In 1996, the DNC raised large contributions of $50,000 or more telling donors the money would go into soft, nonfederal accounts. Without asking, the DNC placed the first $20,000 into federal accounts. For those donors who had already given the maximum allowed to federal campaigns, the DNC action placed them in violation of federal laws.
Grossman said that under his leadership, the DNC now insists "on high standards of behavior. . . . If good business practices matter in an industrial company or service company or a labor union, they should matter in a political party as well."

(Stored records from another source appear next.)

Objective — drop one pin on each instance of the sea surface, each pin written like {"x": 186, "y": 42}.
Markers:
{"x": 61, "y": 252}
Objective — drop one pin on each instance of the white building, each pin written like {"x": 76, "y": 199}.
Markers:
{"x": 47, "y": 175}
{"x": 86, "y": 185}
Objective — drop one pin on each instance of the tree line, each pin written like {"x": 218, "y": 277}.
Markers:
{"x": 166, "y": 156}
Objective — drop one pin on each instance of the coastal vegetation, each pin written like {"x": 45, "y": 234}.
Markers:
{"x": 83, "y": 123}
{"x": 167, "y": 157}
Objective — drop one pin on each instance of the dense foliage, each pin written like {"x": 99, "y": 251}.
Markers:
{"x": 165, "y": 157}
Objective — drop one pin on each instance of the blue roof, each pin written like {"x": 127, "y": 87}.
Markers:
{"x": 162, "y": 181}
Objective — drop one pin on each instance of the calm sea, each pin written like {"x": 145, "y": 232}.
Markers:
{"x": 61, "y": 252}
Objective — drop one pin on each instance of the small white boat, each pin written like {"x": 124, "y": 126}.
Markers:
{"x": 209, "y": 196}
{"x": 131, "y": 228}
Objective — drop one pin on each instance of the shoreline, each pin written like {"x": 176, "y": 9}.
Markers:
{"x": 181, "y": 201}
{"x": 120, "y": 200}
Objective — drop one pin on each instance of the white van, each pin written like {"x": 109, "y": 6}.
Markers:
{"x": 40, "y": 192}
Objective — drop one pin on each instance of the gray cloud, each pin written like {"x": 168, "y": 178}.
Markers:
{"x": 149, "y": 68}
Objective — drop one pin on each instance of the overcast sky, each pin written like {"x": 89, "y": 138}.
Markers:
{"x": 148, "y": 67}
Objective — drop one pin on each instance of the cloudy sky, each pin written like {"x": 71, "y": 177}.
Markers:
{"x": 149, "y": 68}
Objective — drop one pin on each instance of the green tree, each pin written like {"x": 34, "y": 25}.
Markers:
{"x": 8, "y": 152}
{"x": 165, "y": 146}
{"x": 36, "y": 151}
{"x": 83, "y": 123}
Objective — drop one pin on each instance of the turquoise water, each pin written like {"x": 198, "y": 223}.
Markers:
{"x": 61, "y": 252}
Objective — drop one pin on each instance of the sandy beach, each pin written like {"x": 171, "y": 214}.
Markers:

Grossman acknowledged the publicity has been damaging. "For every story above the fold on the front page of the Chicago or Des Moines or Boston or San Diego papers that you've seen in the last year about political problems at the DNC, we've seen 100 stories about our failure to exercise proper fiduciary practices and managerial responsibility," he said.
New Hampshire Democratic Party Chairman Jeff Woodburn, however, said voters in his state were more concerned about education and other issues that directly affect their lives. Many potential presidential candidates for 2000, including Gore, have come calling on state voters in recent weeks, and campaign financing has rarely come up in forums, Woodburn said.
In New Hampshire, which gets inordinate political attention because of its status as the first presidential primary state, he said voters are smart enough to know that "there is too much money in politics. But they also know it's a bipartisan issue. There are no virgins here."
Staff writer John E. Yang contributed to this report.